Hide Forgot
When a user edits an authentication source and audit record such as this is generated: { "user_id": 3, "user_type": null, "user_name": "admin", "version": 1, "comment": null, "associated_id": null, "associated_type": null, "remote_address": "192.168.0.0", "associated_name": null, "created_at": "2016-11-30 15:41:19 UTC", "id": 12417, "auditable_id": 3, "auditable_name": "LDAP-GBL-AD", "auditable_type": "AuthSource", "action": "create", "audited_changes": { "name": "GBL-AD", "host": <hostname>, "port": 389, "account": null, "account_password": null, "base_dn": null, "attr_login": "sAMAccountName", "attr_firstname": "givenName", "attr_lastname": "sn", "attr_mail": "userPrincipalName", "onthefly_register": true, "tls": false, "ldap_filter": null, "attr_photo": null, "server_type": "posix", "groups_base": null, "usergroup_sync": false } } And the audit event with is recorded with auditable_type = AuthSource.

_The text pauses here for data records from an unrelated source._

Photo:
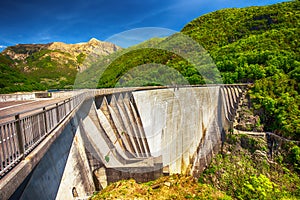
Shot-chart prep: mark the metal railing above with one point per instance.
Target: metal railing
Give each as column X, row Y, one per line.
column 19, row 136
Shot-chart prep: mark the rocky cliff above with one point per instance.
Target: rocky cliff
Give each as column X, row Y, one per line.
column 27, row 67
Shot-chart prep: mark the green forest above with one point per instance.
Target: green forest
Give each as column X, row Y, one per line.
column 250, row 45
column 258, row 45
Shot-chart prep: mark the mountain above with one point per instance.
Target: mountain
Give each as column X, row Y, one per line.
column 257, row 44
column 42, row 66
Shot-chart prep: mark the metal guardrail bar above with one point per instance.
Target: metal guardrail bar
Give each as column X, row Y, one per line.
column 20, row 136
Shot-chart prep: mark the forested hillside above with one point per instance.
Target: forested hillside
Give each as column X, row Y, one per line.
column 260, row 45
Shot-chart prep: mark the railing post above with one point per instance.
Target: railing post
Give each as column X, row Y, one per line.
column 45, row 119
column 57, row 113
column 20, row 136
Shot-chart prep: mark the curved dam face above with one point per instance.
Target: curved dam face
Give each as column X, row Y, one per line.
column 176, row 121
column 139, row 134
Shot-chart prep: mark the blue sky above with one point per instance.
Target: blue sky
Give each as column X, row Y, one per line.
column 73, row 21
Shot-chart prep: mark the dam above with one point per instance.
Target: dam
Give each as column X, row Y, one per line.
column 102, row 136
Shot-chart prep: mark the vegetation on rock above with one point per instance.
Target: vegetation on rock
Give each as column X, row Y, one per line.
column 168, row 187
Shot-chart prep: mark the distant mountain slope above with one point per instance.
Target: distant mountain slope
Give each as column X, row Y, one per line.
column 253, row 45
column 52, row 65
column 261, row 45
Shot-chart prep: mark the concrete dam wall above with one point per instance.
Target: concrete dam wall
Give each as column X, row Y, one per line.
column 139, row 134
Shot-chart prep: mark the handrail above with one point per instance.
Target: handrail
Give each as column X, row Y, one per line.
column 21, row 135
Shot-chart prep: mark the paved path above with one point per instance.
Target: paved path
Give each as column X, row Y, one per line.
column 12, row 108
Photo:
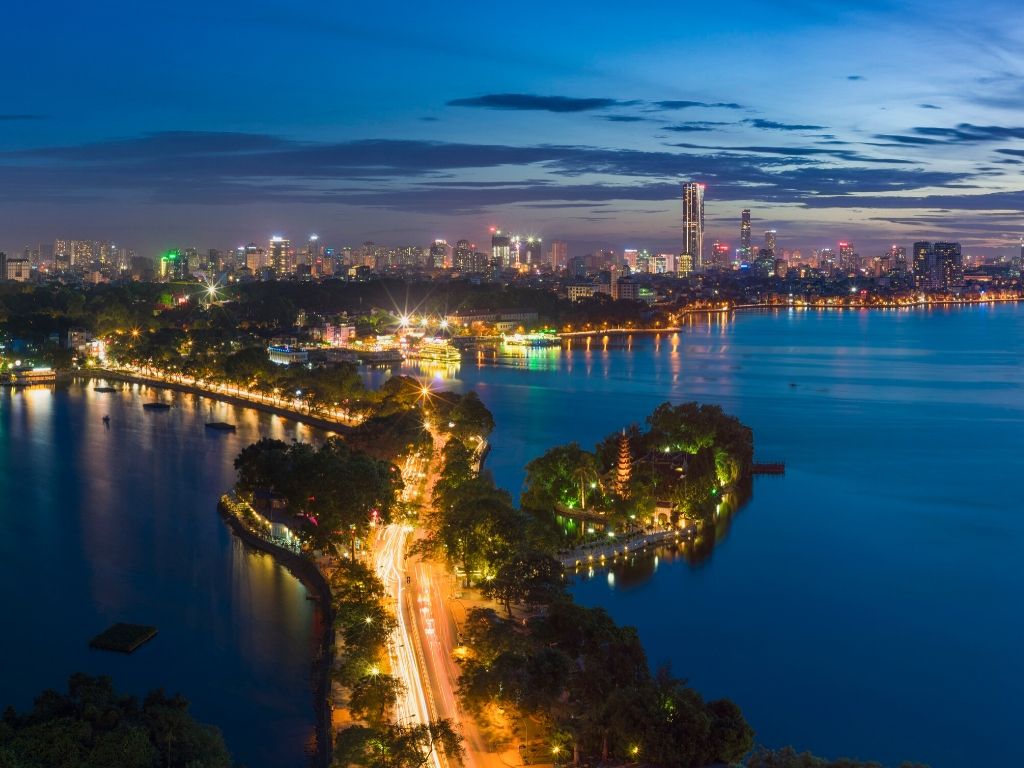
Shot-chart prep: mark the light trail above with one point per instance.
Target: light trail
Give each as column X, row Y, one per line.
column 412, row 706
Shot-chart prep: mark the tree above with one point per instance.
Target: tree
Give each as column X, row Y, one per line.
column 373, row 696
column 473, row 422
column 92, row 725
column 395, row 745
column 531, row 578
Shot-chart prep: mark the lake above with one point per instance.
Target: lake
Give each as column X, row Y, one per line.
column 120, row 524
column 866, row 604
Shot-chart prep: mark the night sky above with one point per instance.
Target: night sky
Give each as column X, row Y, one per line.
column 166, row 124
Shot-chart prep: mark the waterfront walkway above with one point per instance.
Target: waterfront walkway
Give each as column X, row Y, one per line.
column 603, row 553
column 335, row 421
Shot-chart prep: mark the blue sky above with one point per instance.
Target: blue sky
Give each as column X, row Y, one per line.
column 209, row 124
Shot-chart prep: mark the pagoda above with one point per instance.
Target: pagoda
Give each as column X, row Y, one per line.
column 624, row 467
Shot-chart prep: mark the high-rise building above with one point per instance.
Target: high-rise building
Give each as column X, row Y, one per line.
column 846, row 255
column 744, row 233
column 692, row 253
column 312, row 254
column 526, row 251
column 897, row 259
column 558, row 254
column 947, row 270
column 501, row 249
column 923, row 258
column 279, row 254
column 438, row 254
column 719, row 254
column 462, row 257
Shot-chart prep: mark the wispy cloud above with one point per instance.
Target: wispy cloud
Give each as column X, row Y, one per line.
column 771, row 125
column 534, row 102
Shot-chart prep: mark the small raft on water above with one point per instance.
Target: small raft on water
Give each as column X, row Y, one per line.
column 123, row 638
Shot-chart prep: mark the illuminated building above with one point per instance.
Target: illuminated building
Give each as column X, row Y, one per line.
column 313, row 251
column 279, row 255
column 173, row 265
column 897, row 259
column 558, row 254
column 438, row 254
column 624, row 467
column 922, row 260
column 719, row 254
column 462, row 257
column 692, row 253
column 744, row 233
column 501, row 250
column 846, row 256
column 947, row 270
column 525, row 252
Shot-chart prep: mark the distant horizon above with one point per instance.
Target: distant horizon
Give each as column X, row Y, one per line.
column 404, row 127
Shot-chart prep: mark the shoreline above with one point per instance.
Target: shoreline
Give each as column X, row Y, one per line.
column 311, row 578
column 569, row 335
column 308, row 419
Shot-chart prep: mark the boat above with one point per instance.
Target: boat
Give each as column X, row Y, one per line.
column 436, row 350
column 27, row 377
column 380, row 356
column 532, row 340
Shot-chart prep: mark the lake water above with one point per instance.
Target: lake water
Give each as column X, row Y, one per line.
column 869, row 602
column 120, row 524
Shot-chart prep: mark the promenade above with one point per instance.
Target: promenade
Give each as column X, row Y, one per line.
column 331, row 420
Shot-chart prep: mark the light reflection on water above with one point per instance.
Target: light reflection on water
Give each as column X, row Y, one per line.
column 105, row 524
column 880, row 576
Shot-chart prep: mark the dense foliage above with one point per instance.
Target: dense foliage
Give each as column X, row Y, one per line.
column 713, row 451
column 92, row 726
column 338, row 492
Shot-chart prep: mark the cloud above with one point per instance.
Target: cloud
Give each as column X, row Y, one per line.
column 207, row 168
column 969, row 133
column 773, row 126
column 695, row 126
column 681, row 104
column 532, row 102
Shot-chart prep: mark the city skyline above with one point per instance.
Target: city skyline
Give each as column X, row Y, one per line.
column 375, row 132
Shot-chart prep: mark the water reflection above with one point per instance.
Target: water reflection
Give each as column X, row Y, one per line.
column 119, row 523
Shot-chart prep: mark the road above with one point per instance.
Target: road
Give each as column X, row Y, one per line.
column 422, row 649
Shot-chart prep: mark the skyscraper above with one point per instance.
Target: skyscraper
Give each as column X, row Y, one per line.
column 922, row 259
column 279, row 254
column 559, row 254
column 692, row 226
column 744, row 233
column 947, row 270
column 438, row 254
column 501, row 249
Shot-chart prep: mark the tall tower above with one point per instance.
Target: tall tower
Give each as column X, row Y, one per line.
column 279, row 254
column 744, row 231
column 624, row 467
column 692, row 252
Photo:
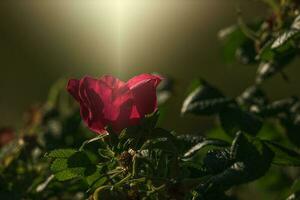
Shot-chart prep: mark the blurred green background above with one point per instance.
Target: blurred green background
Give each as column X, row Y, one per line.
column 42, row 41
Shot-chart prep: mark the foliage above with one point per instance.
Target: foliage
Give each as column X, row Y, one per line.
column 255, row 141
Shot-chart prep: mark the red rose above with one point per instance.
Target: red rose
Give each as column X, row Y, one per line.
column 110, row 101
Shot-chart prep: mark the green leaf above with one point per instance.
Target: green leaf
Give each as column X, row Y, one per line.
column 205, row 100
column 62, row 153
column 252, row 153
column 232, row 38
column 233, row 119
column 68, row 174
column 283, row 155
column 71, row 166
column 207, row 142
column 163, row 144
column 59, row 164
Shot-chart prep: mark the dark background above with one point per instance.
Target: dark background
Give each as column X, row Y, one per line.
column 42, row 41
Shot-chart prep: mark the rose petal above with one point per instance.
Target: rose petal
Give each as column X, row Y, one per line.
column 91, row 104
column 143, row 89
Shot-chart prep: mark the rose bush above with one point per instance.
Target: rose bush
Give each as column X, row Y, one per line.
column 132, row 158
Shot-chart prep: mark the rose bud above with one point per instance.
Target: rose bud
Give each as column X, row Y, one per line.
column 111, row 102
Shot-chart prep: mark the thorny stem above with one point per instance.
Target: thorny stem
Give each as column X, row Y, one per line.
column 99, row 137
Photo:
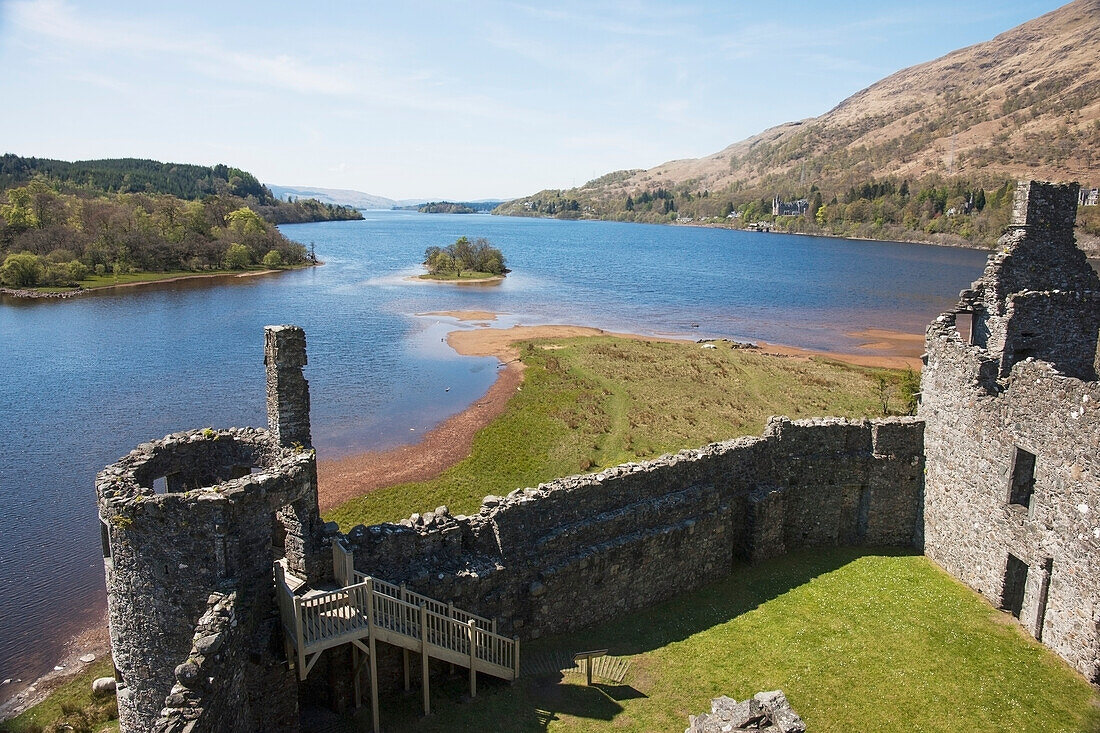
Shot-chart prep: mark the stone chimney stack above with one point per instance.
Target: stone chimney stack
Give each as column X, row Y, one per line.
column 287, row 389
column 1049, row 207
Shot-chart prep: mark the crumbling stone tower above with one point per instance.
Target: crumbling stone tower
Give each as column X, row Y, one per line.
column 1012, row 430
column 191, row 526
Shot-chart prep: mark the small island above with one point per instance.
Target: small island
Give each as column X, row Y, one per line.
column 464, row 262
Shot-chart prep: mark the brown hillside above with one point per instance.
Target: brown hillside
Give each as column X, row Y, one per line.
column 1025, row 104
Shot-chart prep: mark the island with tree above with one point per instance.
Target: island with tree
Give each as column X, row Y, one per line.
column 464, row 262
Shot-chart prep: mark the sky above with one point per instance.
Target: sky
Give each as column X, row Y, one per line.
column 460, row 100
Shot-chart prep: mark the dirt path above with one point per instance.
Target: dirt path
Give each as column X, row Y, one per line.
column 347, row 478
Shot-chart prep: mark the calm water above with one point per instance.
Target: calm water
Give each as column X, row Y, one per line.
column 84, row 381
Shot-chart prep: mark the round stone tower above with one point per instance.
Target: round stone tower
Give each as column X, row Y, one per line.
column 191, row 526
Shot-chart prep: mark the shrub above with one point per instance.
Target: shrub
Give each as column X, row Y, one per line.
column 22, row 270
column 238, row 256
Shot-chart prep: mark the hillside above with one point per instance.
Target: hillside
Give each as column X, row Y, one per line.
column 338, row 196
column 129, row 175
column 1025, row 104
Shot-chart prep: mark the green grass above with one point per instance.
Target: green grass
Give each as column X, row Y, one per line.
column 590, row 403
column 858, row 642
column 453, row 277
column 73, row 703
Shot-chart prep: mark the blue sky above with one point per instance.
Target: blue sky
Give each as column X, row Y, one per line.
column 448, row 99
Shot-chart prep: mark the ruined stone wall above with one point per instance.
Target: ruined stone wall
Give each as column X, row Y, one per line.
column 971, row 526
column 210, row 531
column 218, row 687
column 587, row 548
column 1012, row 437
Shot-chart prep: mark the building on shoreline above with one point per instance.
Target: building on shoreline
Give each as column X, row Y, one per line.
column 230, row 601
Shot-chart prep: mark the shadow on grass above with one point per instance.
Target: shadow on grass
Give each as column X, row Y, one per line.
column 537, row 700
column 746, row 588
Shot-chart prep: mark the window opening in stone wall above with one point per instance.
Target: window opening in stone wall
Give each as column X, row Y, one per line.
column 964, row 321
column 1023, row 478
column 1043, row 593
column 278, row 539
column 105, row 538
column 1015, row 583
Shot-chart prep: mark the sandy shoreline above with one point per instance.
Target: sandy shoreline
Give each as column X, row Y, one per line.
column 341, row 479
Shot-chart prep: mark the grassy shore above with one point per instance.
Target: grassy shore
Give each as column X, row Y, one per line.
column 72, row 707
column 858, row 642
column 589, row 403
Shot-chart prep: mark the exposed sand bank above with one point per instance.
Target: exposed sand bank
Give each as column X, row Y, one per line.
column 442, row 447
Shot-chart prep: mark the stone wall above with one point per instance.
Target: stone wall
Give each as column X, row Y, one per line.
column 218, row 687
column 1012, row 437
column 210, row 531
column 587, row 548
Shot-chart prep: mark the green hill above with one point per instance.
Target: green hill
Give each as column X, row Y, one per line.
column 921, row 154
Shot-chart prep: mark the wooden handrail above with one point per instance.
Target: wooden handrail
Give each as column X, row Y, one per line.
column 318, row 621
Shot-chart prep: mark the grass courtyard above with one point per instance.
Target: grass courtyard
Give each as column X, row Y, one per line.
column 858, row 642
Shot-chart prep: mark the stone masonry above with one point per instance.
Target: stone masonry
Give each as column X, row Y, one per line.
column 587, row 548
column 1012, row 436
column 998, row 480
column 191, row 527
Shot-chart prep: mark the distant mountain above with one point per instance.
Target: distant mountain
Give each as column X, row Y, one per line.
column 131, row 175
column 482, row 206
column 342, row 196
column 1024, row 105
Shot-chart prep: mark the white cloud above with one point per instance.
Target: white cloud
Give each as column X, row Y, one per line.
column 56, row 20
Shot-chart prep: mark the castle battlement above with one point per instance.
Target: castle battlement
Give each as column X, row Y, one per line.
column 998, row 480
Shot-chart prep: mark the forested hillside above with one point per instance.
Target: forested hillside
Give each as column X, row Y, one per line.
column 67, row 225
column 48, row 238
column 128, row 175
column 925, row 154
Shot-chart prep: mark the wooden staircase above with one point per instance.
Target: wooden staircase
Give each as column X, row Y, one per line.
column 362, row 610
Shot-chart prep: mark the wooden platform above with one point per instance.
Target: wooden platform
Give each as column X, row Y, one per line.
column 364, row 610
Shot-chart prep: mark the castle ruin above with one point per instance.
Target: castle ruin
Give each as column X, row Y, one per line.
column 997, row 480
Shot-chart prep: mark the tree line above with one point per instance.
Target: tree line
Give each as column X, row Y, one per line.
column 53, row 238
column 463, row 255
column 129, row 175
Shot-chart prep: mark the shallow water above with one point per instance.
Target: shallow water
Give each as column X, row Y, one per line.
column 83, row 381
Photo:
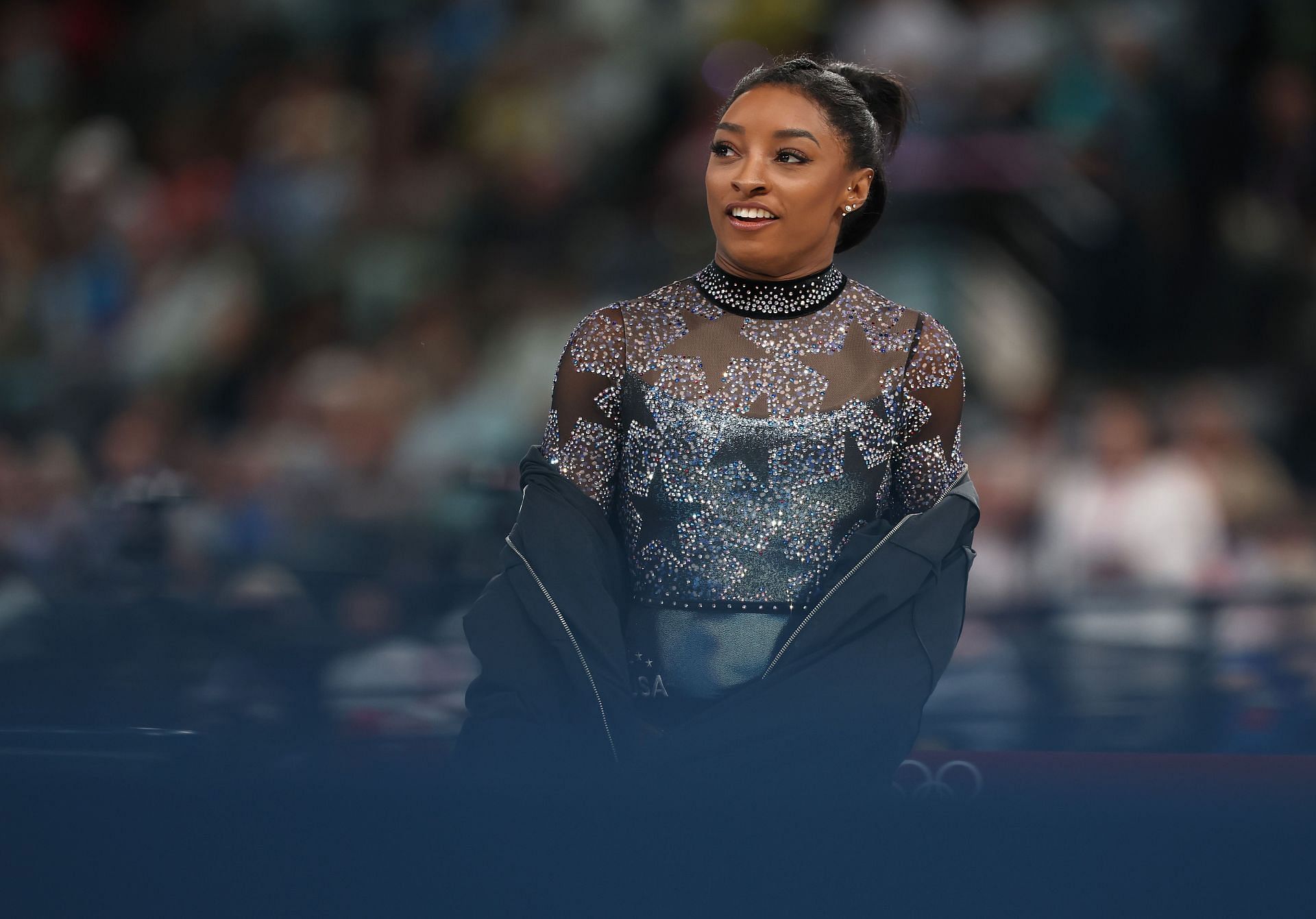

However, this fails: https://satellite.example.com/api/v2/audits/?search=name=AuthSource With this (by name): "error": {"message":"Field 'name' not recognized for searching!","class":"ScopedSearch::QueryNotSupported"} But when you query by type: "error": {"message":"'auditable_type' should be one of 'host, parameter, architecture, puppetclass, os, hostgroup, template', but the query was 'AuthSource'","class":"ScopedSearch::QueryNotSupported"} From audit logs the available types seem to be: "auditable_type": "AuthSource", "auditable_type": "ComputeAttribute", "auditable_type": "ComputeProfile", "auditable_type": "ComputeResource", "auditable_type": "Domain", "auditable_type": "HostClass", "auditable_type": "HostgroupClass", "auditable_type": "Katello::System", "auditable_type": "Location", "auditable_type": "LookupKey", "auditable_type": "LookupValue", "auditable_type": "Medium", "auditable_type": "Organization", "auditable_type": "Ptable", "auditable_type": "Role", "auditable_type": "Setting", "auditable_type": "SmartProxy", "auditable_type": "Subnet", "auditable_type": "User", "auditable_type": "Usergroup", We would expect these types to be able to be queried as well as the types that already exist.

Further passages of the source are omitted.